Digital native brands are changing the E-commerce market with their unique brand positioning, as per Redseer, which also stated that the demand for DNB and D2C brands has witnessed faster growth than traditional brands and they now account for 40% of online sales.
The strategy consultants also said that DNBs, along with D2Cs, have seen a major boost post-Covid pandemic phase.
DNB brands came into the picture to cater to a niche audience looking for new and specialised products, which large consumer brands didn’t offer at the time. Ecommerce and internet enabled the DNB brands to reach and serve these segments in a viable manner. Apparel brands like Bewakoof were amongst the first DNB brands to set shore, Redseer said.
It also stated that following the increasing growth of eCommerce giants Amazon and Flipkart, the market witnessed the rise of Nykaa, BigBasket, Myntra, and other verticals/super verticals that led to DNB’s growth in BPC, grocery, and apparel. By 2020, DNB, began to gain prominence, especially post-COVID times, as players emerged with differentiated offerings and an omnichannel presence.
As per it, the demand for DNB and D2C brands has witnessed faster growth than traditional brands and they now account for 40% of online sales. This is because of the ability of DNBs to align themselves to the needs of the digital marketplaces and online consumers, as per Redseer.
“They were willing to experiment, launch niche products and invest in digital marketing and discounts. Rapid proliferation of internet and ecommerce also led to emergence of a large number of digitally savvy consumers who had mid- high disposable incomes and wanted to try curated products/experiences. This was further facilitated by horizontal platforms that invested heavily in changing consumer habits to drive ecommerce adoption.”
Redseer further said that DNBs are now increasingly moving towards offline channel and quick commerce. Offline stores continue to be a much larger channel for most categories and selling on offline channel, enables the DNBs to capture a greater share of market.
The offline foray ranges from exclusive stores, to organised retail to even general trade for the bigger digital brands.
As per Redseer, currently D2C brands are a $17 billion industry and are poised to attain tremendous growth at a CAGR of 37% and reach $60 billion by 2026. Several factors including the Covid pandemic, higher internet penetration, growth of digital infrastructure and rise in the number of millennials have fuelled the rise of D2C brands, it said.

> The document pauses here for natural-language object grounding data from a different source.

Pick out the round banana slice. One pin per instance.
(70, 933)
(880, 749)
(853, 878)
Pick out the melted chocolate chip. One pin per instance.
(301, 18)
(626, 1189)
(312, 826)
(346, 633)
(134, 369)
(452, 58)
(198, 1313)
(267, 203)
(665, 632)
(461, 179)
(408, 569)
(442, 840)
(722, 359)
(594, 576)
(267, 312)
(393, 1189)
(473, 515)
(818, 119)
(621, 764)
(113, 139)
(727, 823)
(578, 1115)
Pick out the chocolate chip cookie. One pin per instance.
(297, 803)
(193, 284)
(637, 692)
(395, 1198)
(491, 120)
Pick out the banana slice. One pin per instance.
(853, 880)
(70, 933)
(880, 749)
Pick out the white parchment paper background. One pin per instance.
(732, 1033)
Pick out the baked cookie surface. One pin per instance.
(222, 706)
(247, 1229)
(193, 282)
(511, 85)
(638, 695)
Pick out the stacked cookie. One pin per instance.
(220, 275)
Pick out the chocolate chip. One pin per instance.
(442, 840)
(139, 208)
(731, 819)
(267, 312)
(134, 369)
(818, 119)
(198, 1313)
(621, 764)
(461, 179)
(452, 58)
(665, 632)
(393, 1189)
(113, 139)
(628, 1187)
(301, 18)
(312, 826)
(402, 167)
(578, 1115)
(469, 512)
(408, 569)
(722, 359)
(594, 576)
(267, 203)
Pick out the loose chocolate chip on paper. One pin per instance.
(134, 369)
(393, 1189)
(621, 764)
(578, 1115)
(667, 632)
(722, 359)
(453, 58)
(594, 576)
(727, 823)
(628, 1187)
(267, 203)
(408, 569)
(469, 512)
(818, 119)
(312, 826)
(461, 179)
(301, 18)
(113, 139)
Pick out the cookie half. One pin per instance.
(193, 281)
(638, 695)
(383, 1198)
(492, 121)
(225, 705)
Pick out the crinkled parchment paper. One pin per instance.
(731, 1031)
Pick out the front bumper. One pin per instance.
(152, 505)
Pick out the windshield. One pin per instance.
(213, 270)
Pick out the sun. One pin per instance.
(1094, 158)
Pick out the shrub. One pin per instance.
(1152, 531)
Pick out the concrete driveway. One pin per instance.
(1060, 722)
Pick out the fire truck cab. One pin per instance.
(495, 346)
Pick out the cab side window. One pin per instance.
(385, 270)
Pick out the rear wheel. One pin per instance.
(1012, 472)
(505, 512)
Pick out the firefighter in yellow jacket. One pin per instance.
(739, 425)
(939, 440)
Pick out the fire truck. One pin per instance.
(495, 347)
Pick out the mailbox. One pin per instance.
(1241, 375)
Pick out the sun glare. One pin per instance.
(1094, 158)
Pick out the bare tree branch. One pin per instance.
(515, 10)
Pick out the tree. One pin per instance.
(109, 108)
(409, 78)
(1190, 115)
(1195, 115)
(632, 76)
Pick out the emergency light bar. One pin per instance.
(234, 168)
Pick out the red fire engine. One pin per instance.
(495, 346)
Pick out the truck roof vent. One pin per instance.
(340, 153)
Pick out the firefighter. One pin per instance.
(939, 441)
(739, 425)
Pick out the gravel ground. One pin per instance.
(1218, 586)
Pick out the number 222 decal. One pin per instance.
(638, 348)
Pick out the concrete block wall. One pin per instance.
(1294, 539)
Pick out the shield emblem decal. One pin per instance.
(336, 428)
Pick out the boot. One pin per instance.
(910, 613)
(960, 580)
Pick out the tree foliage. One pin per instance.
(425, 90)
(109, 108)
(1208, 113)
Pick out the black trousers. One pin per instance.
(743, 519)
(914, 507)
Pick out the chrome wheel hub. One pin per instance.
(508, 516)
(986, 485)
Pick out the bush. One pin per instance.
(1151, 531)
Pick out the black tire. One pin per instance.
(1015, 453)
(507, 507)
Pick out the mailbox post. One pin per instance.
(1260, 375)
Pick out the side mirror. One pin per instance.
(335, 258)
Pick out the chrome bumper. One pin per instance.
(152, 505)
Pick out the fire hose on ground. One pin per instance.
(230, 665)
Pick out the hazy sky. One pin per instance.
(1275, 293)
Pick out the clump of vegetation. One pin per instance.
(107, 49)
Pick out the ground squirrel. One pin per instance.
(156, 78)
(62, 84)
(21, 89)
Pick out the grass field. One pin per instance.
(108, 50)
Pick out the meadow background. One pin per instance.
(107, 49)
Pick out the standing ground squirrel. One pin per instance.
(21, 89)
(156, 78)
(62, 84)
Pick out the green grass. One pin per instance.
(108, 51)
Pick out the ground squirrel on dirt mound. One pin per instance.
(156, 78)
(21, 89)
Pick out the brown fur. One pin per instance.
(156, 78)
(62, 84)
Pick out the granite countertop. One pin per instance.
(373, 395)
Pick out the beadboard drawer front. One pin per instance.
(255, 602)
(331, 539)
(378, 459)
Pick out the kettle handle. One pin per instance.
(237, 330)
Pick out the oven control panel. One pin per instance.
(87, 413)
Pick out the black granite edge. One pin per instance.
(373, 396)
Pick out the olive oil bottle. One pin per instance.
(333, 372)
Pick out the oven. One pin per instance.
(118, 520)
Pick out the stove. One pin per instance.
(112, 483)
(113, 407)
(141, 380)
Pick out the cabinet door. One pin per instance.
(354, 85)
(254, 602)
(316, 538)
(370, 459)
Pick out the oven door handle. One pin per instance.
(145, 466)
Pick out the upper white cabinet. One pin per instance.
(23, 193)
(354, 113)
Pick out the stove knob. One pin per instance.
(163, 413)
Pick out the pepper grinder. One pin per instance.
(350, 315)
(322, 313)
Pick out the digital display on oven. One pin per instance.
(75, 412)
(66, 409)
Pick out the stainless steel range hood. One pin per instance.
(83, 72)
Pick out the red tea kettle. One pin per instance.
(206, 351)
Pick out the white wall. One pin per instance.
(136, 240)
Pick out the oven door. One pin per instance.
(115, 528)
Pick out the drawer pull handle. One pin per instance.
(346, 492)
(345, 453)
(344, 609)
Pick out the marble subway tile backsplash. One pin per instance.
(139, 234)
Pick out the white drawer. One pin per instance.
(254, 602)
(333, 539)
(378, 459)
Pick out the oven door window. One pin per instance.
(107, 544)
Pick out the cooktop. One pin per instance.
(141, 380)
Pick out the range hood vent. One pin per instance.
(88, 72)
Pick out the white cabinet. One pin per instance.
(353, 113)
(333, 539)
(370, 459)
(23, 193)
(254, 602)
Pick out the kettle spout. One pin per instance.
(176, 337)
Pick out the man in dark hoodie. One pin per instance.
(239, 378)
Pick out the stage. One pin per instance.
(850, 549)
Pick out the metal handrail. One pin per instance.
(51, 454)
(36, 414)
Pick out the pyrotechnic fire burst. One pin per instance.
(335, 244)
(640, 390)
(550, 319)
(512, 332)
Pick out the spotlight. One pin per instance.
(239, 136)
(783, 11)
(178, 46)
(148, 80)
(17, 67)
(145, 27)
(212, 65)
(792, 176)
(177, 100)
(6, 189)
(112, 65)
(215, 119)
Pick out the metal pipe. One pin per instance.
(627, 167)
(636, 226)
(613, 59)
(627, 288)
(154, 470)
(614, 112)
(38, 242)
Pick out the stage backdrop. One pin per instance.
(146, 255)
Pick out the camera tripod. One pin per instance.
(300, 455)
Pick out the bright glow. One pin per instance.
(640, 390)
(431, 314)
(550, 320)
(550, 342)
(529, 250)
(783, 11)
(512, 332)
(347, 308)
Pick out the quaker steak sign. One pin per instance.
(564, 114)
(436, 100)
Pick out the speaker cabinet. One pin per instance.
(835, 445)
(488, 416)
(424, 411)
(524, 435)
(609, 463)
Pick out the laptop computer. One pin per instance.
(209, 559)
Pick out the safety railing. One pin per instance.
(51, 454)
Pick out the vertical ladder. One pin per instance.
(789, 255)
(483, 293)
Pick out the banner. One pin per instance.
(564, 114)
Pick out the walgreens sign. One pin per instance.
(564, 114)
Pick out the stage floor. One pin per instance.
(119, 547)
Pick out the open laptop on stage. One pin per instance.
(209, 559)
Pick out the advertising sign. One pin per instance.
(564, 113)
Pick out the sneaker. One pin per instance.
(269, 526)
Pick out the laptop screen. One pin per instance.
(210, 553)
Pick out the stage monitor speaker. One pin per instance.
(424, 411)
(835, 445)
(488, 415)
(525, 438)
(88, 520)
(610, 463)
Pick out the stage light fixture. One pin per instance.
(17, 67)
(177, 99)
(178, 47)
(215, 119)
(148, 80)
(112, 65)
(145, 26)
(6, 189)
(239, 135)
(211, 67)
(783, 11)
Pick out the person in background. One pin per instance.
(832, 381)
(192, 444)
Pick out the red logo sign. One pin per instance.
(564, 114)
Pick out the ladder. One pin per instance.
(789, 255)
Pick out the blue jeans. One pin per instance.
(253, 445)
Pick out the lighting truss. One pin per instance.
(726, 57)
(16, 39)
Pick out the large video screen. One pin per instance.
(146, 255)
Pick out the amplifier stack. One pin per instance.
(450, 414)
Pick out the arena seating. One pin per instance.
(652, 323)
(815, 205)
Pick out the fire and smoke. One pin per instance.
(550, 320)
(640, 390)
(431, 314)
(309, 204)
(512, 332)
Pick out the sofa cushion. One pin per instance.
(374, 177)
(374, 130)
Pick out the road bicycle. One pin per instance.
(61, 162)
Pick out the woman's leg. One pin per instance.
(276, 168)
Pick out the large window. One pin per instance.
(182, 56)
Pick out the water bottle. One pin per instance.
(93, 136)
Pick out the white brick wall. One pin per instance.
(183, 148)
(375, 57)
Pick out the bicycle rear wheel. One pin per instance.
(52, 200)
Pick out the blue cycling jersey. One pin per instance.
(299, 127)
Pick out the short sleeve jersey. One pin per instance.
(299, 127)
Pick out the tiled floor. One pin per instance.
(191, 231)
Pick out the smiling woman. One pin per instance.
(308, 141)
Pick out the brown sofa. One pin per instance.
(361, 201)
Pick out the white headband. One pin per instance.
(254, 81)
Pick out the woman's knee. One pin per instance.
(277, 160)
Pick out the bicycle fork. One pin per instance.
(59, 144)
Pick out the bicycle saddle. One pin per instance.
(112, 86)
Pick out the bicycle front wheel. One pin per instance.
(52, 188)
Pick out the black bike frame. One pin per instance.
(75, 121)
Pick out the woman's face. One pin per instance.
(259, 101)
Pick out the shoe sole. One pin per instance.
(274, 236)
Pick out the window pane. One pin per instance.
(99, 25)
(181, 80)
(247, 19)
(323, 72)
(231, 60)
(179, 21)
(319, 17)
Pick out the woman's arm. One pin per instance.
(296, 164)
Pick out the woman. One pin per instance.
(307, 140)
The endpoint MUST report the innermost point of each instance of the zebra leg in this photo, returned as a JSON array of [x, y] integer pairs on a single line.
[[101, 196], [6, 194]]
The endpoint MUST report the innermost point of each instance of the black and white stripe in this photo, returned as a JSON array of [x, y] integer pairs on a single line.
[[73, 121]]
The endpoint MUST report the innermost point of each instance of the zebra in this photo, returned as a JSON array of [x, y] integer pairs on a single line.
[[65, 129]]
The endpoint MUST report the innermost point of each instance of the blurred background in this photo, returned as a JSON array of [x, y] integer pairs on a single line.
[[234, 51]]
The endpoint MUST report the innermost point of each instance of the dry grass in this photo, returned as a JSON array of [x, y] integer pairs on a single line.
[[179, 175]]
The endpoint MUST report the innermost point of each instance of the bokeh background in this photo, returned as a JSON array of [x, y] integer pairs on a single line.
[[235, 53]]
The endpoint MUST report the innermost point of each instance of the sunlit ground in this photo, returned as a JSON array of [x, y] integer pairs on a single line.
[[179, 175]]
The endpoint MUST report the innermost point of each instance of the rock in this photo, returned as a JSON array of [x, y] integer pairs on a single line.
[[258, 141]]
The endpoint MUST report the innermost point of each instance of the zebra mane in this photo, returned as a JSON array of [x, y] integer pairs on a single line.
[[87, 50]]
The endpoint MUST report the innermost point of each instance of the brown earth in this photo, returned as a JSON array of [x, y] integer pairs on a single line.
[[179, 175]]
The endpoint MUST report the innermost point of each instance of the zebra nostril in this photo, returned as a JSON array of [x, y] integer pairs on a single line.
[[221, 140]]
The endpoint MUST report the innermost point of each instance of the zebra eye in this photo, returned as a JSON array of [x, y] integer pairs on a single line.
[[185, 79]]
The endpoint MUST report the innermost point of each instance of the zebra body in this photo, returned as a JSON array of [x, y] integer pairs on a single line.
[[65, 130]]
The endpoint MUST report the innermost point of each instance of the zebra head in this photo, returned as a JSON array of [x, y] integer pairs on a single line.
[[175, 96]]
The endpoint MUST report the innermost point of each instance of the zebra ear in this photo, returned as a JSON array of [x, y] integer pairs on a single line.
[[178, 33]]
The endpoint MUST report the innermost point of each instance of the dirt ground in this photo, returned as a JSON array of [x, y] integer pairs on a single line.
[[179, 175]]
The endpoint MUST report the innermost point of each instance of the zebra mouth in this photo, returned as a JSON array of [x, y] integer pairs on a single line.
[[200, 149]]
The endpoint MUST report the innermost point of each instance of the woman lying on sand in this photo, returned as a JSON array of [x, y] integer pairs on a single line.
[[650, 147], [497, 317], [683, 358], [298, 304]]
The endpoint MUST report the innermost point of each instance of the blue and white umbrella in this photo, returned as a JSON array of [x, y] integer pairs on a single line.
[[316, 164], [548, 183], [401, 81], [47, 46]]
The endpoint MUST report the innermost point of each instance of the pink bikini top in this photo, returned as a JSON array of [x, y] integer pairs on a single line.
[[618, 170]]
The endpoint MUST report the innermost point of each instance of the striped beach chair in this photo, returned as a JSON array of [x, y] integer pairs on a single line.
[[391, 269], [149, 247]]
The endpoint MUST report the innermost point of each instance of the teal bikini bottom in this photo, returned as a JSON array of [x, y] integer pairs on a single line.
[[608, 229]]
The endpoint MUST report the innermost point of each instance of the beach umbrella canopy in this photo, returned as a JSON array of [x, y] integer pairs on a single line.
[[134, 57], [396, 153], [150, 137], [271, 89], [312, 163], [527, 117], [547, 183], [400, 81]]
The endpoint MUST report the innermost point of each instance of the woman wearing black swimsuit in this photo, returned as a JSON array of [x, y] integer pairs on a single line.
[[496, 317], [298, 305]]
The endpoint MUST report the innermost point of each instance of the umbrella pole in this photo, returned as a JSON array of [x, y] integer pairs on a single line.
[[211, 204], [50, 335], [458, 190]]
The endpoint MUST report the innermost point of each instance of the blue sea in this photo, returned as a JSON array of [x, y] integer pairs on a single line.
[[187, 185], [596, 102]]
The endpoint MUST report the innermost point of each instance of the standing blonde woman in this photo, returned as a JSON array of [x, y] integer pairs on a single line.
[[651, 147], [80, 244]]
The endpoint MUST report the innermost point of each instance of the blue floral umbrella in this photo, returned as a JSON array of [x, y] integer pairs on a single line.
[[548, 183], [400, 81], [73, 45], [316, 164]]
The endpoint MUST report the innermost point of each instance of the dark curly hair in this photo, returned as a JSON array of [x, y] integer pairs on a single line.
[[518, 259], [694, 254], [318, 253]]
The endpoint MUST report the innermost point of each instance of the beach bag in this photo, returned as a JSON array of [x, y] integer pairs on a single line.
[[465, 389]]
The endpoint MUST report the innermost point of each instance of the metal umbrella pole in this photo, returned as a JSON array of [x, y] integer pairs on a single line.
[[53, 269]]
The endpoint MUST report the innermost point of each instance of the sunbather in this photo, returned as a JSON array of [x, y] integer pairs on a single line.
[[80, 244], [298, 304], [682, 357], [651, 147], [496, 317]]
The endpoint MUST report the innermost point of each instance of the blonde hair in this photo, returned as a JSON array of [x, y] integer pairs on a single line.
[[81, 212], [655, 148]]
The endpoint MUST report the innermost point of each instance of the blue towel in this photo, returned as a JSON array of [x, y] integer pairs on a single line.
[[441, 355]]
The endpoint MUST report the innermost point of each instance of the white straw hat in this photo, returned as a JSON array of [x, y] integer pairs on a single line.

Some of the factors that will influence the strong future of D2C model:
some of the factors that will influence the strong future of D2C model are:
- Traditional brands launch digital only brands- Technology and digitisation have changed market dynamics and consumer behaviour. To keep up with mobile, tech-savvy customers, traditional brands introduce digital only brands.
- Continued rapid growth in eCommerce- As the online world continues to grow in importance, reach and influence, the rise of eCommerce comes as no surprise. So D2C brands today have acquired a sense of confidence in the digital medium.
- Further maturity and scale of DNBs, emergence of digital brand aggregators is expected to drive the growth of D2C brands.